While AI agents can independently resolve routine customer interactions, Agent Assist takes it one step further, supporting human representatives during live conversations by providing contextual responses. As May demonstrated, this feature surfaces relevant knowledge and offers real-time guidance. Customer Experience Insights, another capability in the suite, then helps businesses monitor key performance indicators, such as customer satisfaction, response quality, and agent performance through an integrated dashboard. The result is a more efficient support operation guided by lean teams.

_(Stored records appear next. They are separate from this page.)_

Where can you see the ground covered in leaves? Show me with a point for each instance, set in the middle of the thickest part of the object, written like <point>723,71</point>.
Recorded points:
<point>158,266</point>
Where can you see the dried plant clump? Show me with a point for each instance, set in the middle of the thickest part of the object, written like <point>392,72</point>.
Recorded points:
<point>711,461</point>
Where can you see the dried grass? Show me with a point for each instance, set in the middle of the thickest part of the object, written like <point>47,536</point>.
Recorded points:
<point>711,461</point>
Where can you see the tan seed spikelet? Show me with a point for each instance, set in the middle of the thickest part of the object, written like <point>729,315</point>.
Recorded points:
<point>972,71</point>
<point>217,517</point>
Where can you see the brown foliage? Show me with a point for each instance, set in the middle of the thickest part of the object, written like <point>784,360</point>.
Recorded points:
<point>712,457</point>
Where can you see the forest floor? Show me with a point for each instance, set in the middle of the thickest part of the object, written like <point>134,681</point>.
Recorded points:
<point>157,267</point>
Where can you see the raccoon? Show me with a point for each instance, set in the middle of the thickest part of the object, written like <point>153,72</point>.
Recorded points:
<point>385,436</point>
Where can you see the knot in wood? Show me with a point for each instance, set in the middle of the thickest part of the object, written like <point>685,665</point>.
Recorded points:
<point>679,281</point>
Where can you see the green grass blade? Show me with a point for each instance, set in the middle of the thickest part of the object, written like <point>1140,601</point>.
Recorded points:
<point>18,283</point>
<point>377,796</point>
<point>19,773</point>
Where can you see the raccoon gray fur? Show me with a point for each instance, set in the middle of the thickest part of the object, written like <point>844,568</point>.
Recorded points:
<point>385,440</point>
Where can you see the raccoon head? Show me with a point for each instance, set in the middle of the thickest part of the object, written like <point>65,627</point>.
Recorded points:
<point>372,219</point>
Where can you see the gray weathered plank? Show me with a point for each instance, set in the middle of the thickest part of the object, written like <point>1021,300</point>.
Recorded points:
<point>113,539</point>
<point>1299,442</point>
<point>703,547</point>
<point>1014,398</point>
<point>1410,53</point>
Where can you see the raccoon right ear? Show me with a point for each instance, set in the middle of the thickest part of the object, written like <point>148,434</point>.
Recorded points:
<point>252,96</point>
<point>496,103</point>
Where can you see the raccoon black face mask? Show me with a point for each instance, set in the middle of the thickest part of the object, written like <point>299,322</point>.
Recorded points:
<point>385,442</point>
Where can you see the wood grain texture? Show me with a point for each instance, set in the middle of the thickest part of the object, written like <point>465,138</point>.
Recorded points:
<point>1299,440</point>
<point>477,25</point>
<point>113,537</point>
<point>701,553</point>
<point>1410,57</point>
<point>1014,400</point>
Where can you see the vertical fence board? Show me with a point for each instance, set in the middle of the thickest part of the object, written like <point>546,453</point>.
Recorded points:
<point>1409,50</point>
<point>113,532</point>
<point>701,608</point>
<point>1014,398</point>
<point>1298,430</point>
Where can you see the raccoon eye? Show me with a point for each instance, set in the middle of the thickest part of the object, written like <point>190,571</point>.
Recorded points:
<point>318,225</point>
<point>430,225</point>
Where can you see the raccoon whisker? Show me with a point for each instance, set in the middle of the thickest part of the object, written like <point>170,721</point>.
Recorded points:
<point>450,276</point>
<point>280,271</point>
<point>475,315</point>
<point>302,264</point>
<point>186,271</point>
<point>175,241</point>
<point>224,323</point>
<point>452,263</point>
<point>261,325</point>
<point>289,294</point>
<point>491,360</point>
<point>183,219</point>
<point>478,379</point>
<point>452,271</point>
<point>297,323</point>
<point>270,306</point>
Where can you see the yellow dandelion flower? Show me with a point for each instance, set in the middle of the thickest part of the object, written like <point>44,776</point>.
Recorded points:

Why this matters for MSMEs
Smaller businesses are often wary of adopting AI, as they often are constrained by budget, technical expertise and implementation time. May emphasised that Gemini Enterprise is designed to remove these barriers by offering intuitive, low-code and no-code tools that allow organisations to build high-quality AI agents without relying on specialised development teams. Instead of investing months in development or hiring dedicated AI engineers, business teams can create, test, refine, and deploy conversational agents using visual workflows. This democratisation of AI could prove especially valuable for MSMEs looking to compete with much larger enterprises that traditionally had greater access to technology resources. By automating repetitive customer interactions while enabling employees to focus on higher-value work, businesses can improve both operational efficiency and customer satisfaction simultaneously.
Where the magic happens: Building an AI agent without coding
A significant part of the session focused on Customer Experience Agent Studio, the visual development environment used to build the live demonstration. Rather than beginning with a blank canvas, users can simply describe the purpose of their AI agent in one or two sentences. Gemini then automatically generates the agent's instructions, workflow, tools, and conversation structure. “We are using AI to build an AI agent rather than writing code”, May shared.
Developers can further customize the agent by defining its role, behaviour, task flows, and decision logic, while adding optional knowledge sources to improve contextual understanding. The platform also supports a wide range of integrations, allowing businesses to connect their agents with Google Search, Open APIs, Salesforce, ServiceNow, and client-defined functions.
Other capabilities showcased during the session included shared variables across agents, configurable guardrails to block unwanted conversations, multilingual support, voice customisation, model selection, and advanced conversational settings.
To ensure production readiness, Agent Studio also provides built-in evaluation tools. Businesses can compare AI responses against expected outcomes using golden-based evaluations or simulate realistic customer interactions through scenario-based testing, helping identify edge cases before deployment. These built-in testing capabilities allow teams to improve accuracy while reducing the risk of hallucinations or inconsistent responses.
AI that works for lean teams
The session reinforced an important message for MSMEs: building AI applications no longer requires large budgets, specialist engineering teams, or months of development. With platforms such as Gemini Enterprise, businesses can increasingly focus on defining customer problems rather than writing code.
For MSMEs looking to improve customer engagement, automate repetitive support tasks, and deliver faster, more personalized experiences, AI agents are becoming a practical business capability rather than an experimental technology. As Google's AI ecosystem continues to mature, the opportunity for smaller businesses is becoming clearer, not simply to adopt AI, but to use it as a force multiplier that enables lean teams to deliver enterprise-scale customer experiences.